Sql-server – When importing raw files for internal conversion, should I use a secondary database or just isolate them within the database

best practicescsvsql-server-2008-r2

When importing raw files for internal conversion, should I use a secondary database or just isolate them within the database?

I've got between 1.25 and 2GB of CSV files to be imported (and already have most of the process running smooth as butter) so my question is: does it make sense as a "best practice" to use a "secondary" database for the import or just load them into the database that I'm going to be working in?

Example:

FinalDatabase -- this is the one I'm wanting to do, unless there's a net negative
  core.Users
  core.Addresses
  core.Emails
  core.OtherTables
  staging.UsersImport
  staging.ContactImport

OR

FinalDatabase
  core.Users
  core.Addresses
  core.Emails
  core.OtherTables
StagingDB
  dbo.UsersImport
  dbo.ContactImport

Obviously I'll be migrating from one table to the others via scripts, so it doesn't make much difference what the four-part name is going to be, whether it's just

INSERT INTO core.Users (fieldlist) SELECT fieldlist FROM staging.Users

or

INSERT INTO core.Users (fieldlist) SELECT fieldlist FROM StagingDB.dbo.Users

The cons I've identified with the first style are the following:

  • Increases backup size
  • Increases file size (including increasing the file size of the existing database — autogrowth issues)
  • Negates the potential use of multiple spindles (in my case not an option 🙁 )

Some of the pros I've identified with the first style:

  • The original import data stays with the database in case of future questions (until someone truncates it, of course)
  • It gets backed up with the latter data in case you need to recover something

What would be considered a best practice in this situation and why?

Best Answer

Well, since you have the CSV files, they can serve as a backup to the staging tables, so I see no benefit to keeping them in the primary database (or maintaining the staging tables after the import is done).

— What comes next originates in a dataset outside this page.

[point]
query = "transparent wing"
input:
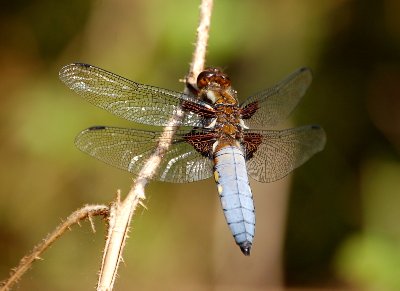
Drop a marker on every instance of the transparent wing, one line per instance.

If those staging tables can be discarded / truncated once the import is finished, then they really should be separate and have as minimal impact on the primary database as possible.

Also, I see no value in putting the staging tables in the primary database in any case, no matter how permanent the loaded data will be. And if you need the data to be permanent, you can always reference the data even if it is in a different database - in fact that is arguably better, because now:

  • you can handle that data alone independently:

    • set the recovery model of that database to simple
    • mark it as read only
    • heck back it up and drop it, knowing that you can always recover it later
    • restrict access to it in simpler and higher level ways than you could tables in the primary database (to prevent the "until someone truncates it" fear)
  • or just abandon it because, as I said above, your CSV files are already acting as a secondary backup.

In addition to the cons you've already identified, well, they're essentially just scratch tables. Even if you're only on a single spindle, why bother disrupting the primary database? There's no penalty in crossing database boundaries on the same instance, e.g. INSERT ... FROM db.dbo.table; compared to INSERT ... FROM dbo.table;.

Finally, when you say "autogrowth" I cringe. If you know your database is going to get bigger than it is now, why not manually expand it to the size you need it to be? Autogrow is a performance nightmare when it happens during peak activity - and you will certainly notice it happening even on a single machine and even as the only one performing any work - basically all of your data transfer will halt when either the data or log file needs to grow. This is particularly true if you've left the autogrow settings at the current, ridiculous, defaults, and/or if you don't have instant file initialization. Don't forget to set your log growth settings appropriately too, as log files are not able to take advantage of IFI.